In news that may be awe-inspiring to some and shocking to others, scientists for the first time have been able to grow an embryo for 13 days beyond fertilization. What makes this groundbreaking is that the researchers from the University of Cambridge in the U.K. blew away the previous record (nine days) by almost 50 percent. Pretty amazing.
Here is a summary of what the group accomplished.
When an embryo has implanted itself within the uterus it is a major developmental step.
“Implantation is a milestone in human development as it is from this stage onward that they embryo really begins to take shape and the overall body plan are decided," said professor Magdalena Zernicka-Goetz, one of the lead authors of the study. "But until now, it has been impossible to study this in human embryos. This new technique provides us with a unique opportunity to get a deeper understanding of our own development during these crucial stages and help us understand what happens, for example, during miscarriage.”

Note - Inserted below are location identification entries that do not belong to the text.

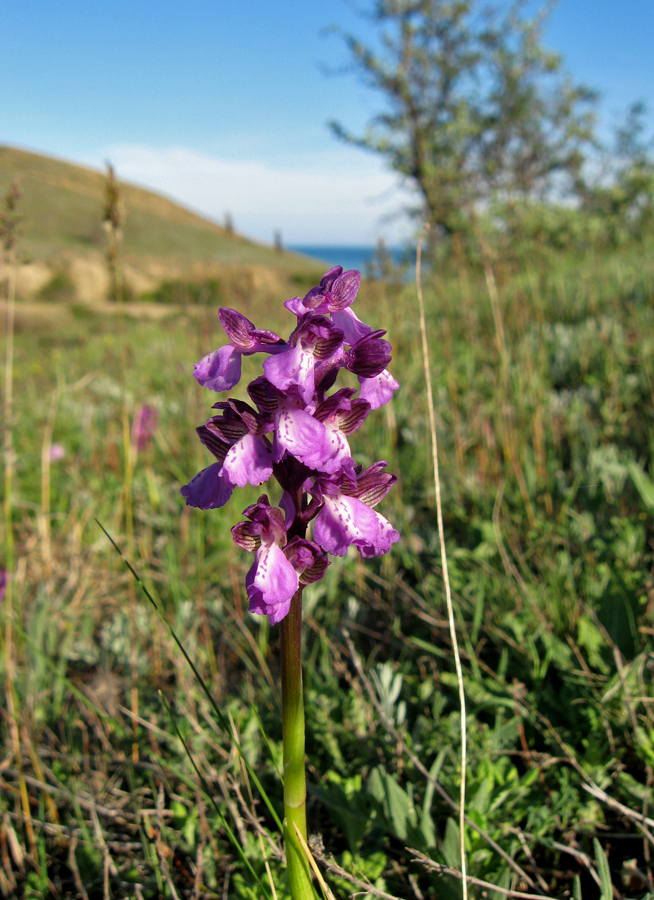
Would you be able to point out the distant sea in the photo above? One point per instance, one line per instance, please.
(348, 257)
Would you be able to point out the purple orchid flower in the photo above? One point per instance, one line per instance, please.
(298, 433)
(236, 439)
(221, 369)
(337, 291)
(315, 338)
(378, 390)
(347, 517)
(279, 565)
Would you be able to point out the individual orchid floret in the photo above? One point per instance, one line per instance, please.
(320, 440)
(235, 437)
(221, 369)
(279, 565)
(314, 339)
(337, 291)
(249, 458)
(210, 488)
(346, 517)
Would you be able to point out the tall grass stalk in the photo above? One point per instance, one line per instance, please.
(446, 577)
(9, 263)
(113, 220)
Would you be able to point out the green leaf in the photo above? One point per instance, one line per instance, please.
(604, 871)
(452, 844)
(643, 484)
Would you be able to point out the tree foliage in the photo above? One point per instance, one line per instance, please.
(476, 109)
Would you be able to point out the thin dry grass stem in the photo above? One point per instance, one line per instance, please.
(9, 261)
(446, 578)
(332, 866)
(314, 866)
(446, 870)
(113, 221)
(72, 862)
(390, 727)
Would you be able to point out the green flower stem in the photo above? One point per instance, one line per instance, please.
(295, 792)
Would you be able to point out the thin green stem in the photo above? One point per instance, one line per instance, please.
(295, 792)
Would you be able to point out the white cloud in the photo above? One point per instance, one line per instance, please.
(339, 198)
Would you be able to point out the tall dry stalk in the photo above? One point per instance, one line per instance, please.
(446, 577)
(10, 218)
(113, 223)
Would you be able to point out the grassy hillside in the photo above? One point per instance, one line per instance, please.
(62, 206)
(546, 447)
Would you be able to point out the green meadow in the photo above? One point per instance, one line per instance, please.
(121, 776)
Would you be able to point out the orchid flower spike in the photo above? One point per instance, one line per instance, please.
(298, 435)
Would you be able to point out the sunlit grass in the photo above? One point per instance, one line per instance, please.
(549, 545)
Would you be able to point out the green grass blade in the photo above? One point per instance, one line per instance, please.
(221, 718)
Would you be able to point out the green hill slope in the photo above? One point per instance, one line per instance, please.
(62, 206)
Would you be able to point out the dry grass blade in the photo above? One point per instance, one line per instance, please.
(446, 579)
(446, 870)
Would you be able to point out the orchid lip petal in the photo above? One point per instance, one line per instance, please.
(248, 461)
(220, 370)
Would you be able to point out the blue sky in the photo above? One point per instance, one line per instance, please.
(223, 105)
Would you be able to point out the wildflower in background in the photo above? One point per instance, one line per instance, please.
(57, 452)
(144, 425)
(297, 432)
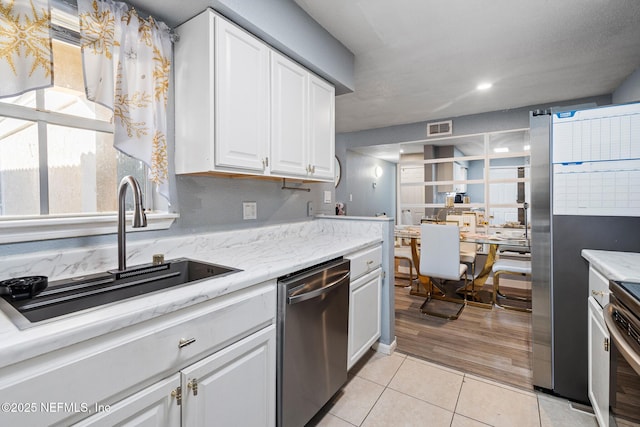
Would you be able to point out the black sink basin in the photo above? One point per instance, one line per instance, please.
(79, 293)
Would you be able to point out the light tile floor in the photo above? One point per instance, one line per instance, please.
(400, 390)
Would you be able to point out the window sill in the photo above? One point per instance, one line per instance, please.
(46, 228)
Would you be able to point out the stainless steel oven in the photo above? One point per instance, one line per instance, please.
(622, 317)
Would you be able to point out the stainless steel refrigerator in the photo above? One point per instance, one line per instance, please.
(577, 203)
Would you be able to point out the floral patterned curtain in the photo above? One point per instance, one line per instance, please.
(25, 46)
(126, 62)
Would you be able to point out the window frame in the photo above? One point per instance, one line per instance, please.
(486, 157)
(27, 228)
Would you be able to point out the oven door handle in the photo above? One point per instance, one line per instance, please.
(630, 355)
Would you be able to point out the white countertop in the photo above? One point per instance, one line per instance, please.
(263, 258)
(615, 265)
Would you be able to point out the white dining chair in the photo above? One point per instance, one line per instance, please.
(468, 251)
(440, 261)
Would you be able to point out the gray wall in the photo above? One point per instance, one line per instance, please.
(464, 125)
(367, 200)
(629, 90)
(486, 122)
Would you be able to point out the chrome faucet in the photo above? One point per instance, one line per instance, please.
(139, 217)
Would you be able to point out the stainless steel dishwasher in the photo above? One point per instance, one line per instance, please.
(313, 323)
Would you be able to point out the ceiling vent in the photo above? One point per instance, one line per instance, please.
(440, 128)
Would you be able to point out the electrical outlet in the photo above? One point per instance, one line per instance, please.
(249, 210)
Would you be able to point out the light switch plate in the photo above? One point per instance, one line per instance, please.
(249, 210)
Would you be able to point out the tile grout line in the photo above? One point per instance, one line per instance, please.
(386, 386)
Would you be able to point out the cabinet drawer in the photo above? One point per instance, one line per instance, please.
(107, 368)
(598, 287)
(365, 261)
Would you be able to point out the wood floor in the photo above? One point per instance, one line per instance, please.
(492, 343)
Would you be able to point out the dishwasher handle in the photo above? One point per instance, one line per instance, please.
(317, 292)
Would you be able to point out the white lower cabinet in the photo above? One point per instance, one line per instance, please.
(131, 376)
(365, 299)
(234, 387)
(217, 390)
(364, 315)
(599, 342)
(154, 406)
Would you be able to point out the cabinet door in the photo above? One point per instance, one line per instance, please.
(242, 98)
(322, 128)
(194, 95)
(289, 130)
(364, 315)
(235, 386)
(598, 363)
(153, 406)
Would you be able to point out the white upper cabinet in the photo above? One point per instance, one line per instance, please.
(289, 112)
(222, 97)
(302, 121)
(243, 108)
(194, 95)
(322, 128)
(242, 100)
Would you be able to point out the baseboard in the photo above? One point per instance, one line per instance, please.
(387, 349)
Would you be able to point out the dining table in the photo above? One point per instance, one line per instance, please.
(505, 239)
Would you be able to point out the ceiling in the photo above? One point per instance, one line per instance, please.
(421, 60)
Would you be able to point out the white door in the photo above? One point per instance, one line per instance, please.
(599, 342)
(235, 386)
(289, 127)
(322, 128)
(242, 99)
(364, 315)
(154, 406)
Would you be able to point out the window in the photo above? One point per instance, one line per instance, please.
(56, 147)
(488, 172)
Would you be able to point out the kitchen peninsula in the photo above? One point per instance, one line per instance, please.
(127, 339)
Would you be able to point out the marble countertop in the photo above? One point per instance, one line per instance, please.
(615, 265)
(260, 260)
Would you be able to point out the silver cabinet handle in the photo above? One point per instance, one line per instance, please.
(185, 342)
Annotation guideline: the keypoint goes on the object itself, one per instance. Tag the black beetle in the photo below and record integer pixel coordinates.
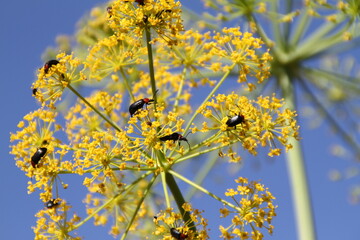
(175, 137)
(177, 234)
(232, 122)
(140, 2)
(139, 104)
(49, 64)
(38, 155)
(51, 203)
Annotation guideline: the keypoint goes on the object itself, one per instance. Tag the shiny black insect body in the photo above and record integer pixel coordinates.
(38, 155)
(51, 203)
(49, 64)
(177, 234)
(139, 104)
(233, 121)
(140, 2)
(175, 137)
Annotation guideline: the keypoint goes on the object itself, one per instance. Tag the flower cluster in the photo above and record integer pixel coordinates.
(136, 17)
(54, 77)
(252, 123)
(54, 222)
(128, 137)
(170, 224)
(255, 211)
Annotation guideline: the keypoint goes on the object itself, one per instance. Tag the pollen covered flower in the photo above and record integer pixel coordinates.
(114, 54)
(170, 224)
(255, 211)
(55, 223)
(162, 16)
(110, 197)
(253, 123)
(39, 153)
(54, 77)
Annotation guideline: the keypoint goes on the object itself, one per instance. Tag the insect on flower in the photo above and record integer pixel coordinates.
(38, 155)
(177, 234)
(235, 120)
(51, 203)
(49, 64)
(139, 105)
(175, 137)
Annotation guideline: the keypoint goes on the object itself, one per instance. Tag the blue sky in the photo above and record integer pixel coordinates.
(28, 27)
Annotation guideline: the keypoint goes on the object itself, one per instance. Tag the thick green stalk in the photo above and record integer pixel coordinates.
(200, 188)
(136, 211)
(297, 173)
(93, 108)
(179, 199)
(151, 65)
(209, 96)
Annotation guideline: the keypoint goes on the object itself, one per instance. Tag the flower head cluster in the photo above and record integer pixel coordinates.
(171, 225)
(54, 77)
(109, 197)
(163, 16)
(39, 153)
(253, 123)
(228, 50)
(54, 222)
(114, 54)
(255, 211)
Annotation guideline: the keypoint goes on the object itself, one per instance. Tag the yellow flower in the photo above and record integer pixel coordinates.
(53, 78)
(254, 212)
(128, 17)
(114, 54)
(253, 123)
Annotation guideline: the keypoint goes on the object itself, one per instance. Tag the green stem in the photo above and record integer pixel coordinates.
(209, 96)
(297, 172)
(176, 103)
(300, 30)
(208, 166)
(147, 190)
(160, 161)
(179, 199)
(110, 200)
(151, 65)
(93, 108)
(127, 85)
(202, 189)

The embryos were donated for research purposes from women who had undergone in vitro fertilization. Then in the lab, these cells were grown in a modified nutrient broth, called a culture medium. The change in the broth, which was based on earlier work on mouse embryos, involved the use of different hormones and nutrients.
Some background: Immediately after fertilization embryos undergo a series of cell divisions until the become what is called a morula — a solid ball of cells— around the 16 cell stage. Then it continues to divide for an addition three-and-a-half to four days, at which point it has developed into a hollow ball of cells, known as a blastocyst. At this stage, the embryo has not yet implanted itself in the uterus. The entire process of implantation must be completed 12 days following fertilization.
During this time, the embryo is at highest risk. It is the do-or-die phase. If implantation does not occur successfully, the embryo will die. This is very common — so much so that potential mothers do not even realize that anything took place. Current estimates are about half of embryos do not survive past this stage.
Understanding the complex processes that are taking place during this crucial time will inevitably help so many couples trying to achieve a successful pregnancy. Now, this study can take place in a cell culture. Prior to this, the formation of embryos could not be thoroughly studied, since they were in the womb.
This is a tremendous advance for modern science. Although, ethical concerns and controversy will always be present, it would seem that the benefits of understanding the specific biochemical changes taking place in the developing embryo will ultimately yield a gold mine of knowledge – and hope for the many couples trying to conceive.